Die Testphase ist beendet: Wie fällt ihr Fazit nach der Wintervorbereitung aus?
Daniel Berlinski: Wir hatten viele Ausfälle zu beklagen, es lief nicht alles rund. Obwohl von den Testspielen und der täglichen Trainingsarbeit her, muss ich der Mannschaft ein Kompliment machen. Die Jungs haben prima mitgezogen, jeder hat sich, so gut es geht, eingebracht. Nun steigt die Anspannung natürlich langsam. Jeder ist heiß auf das erste Spiel.


Wer ist für Sie der Gewinner der Wintervorbereitung?
Valentin Henneke hat einen großen Schritt nach vorn gemacht. In der Hinserie war er, auch verletzungsbedingt, doch ziemlich weit weg von der ersten Elf. Er hat sich peu à peu nun wieder rangekämpft und ist eine wertvolle Alternative in unserem Kader.

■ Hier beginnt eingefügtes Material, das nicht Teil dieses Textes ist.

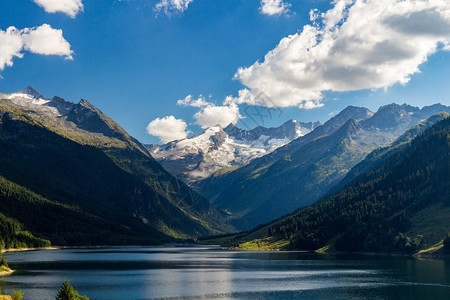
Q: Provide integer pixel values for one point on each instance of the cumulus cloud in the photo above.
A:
(190, 101)
(274, 7)
(217, 115)
(68, 7)
(42, 40)
(168, 129)
(357, 44)
(169, 6)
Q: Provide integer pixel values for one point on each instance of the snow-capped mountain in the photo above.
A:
(226, 148)
(33, 100)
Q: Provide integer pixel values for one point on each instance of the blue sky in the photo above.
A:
(135, 63)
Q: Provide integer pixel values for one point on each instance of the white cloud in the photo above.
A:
(274, 7)
(68, 7)
(217, 115)
(168, 129)
(169, 6)
(190, 101)
(358, 44)
(40, 40)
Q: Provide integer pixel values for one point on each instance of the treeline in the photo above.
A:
(13, 235)
(373, 212)
(66, 292)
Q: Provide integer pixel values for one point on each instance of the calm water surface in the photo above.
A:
(208, 273)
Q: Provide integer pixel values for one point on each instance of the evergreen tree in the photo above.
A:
(447, 243)
(17, 295)
(66, 292)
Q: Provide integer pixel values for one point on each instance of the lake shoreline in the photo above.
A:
(416, 255)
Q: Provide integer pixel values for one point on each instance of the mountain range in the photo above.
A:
(302, 171)
(395, 200)
(71, 175)
(194, 159)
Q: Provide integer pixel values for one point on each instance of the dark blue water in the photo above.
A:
(205, 273)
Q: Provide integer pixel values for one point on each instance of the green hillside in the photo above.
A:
(65, 185)
(401, 205)
(314, 164)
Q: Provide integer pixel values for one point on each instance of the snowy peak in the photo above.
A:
(290, 130)
(217, 148)
(31, 99)
(398, 118)
(32, 93)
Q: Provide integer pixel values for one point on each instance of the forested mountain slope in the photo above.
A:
(378, 209)
(73, 158)
(305, 175)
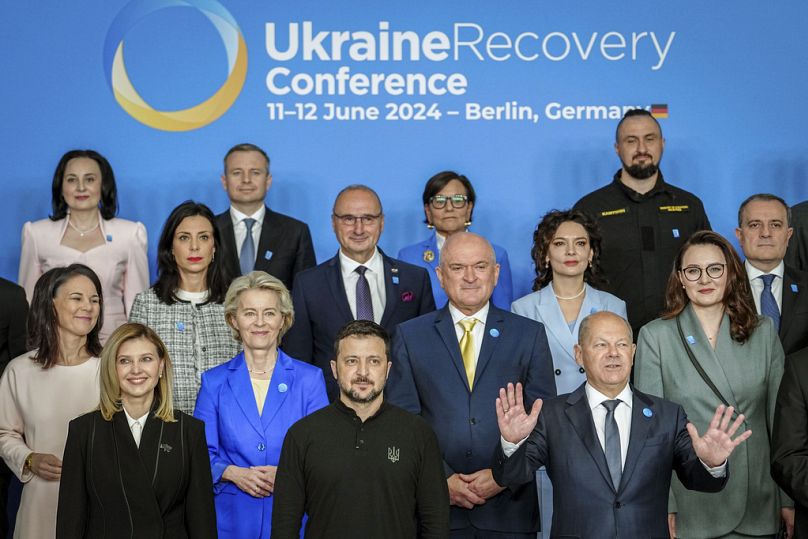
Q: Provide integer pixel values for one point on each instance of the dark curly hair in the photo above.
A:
(543, 235)
(738, 302)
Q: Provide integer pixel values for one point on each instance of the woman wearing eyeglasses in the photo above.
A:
(448, 207)
(710, 325)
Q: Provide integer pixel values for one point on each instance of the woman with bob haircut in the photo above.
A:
(250, 402)
(136, 467)
(566, 253)
(42, 390)
(185, 306)
(448, 200)
(83, 228)
(710, 347)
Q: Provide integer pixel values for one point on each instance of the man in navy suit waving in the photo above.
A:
(609, 448)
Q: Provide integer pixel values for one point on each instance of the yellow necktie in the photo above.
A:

S aban Kaptan hat den Verein im Winter verlassen, Benjamin Klingen und Exaucé Andzouana sind noch verletzt. Wie wollen sie dieses Offensivproblem lösen?
Wir wollen in der Rückserie flexibler agieren und mehrere Systeme spielen. Mit Janik Brosch haben wir noch einen Spieler in der Hinterhand, der die Position im Sturmzentrum Eins zu Eins übernehmen kann. Aber auch den anderen Jungs traue ich das ohne Wenn und Aber zu.


Wie stark erwarten Sie den heutigen Gegner aus Köln?
Sie haben alle ihre fünf Testspiele in der Vorbereitung – bei einem Torverhältnis von 19:3 – gewonnen. In der Hinserie haben sie die PS nicht wirklich auf die Strecke bekommen, aber das kann sich mit dem ersten Spiel des neuen Jahres auch schlagartig ändern. Wir sind auf jeden Fall gewarnt vor dem heutigen Gegner. Die Kölner legen viel Wert auf eine disziplinierte Verteidigung. Da müssen wir uns taktisch einiges einfallen lassen.


Abschließend: Wie viele Punkte sind nötig, um die Klasse zu halten?
36, 37, vielleicht auch 40 – je nachdem, wie viele Absteiger es gibt. Wir haben das allemal drauf, dieses Ziel zu erreichen.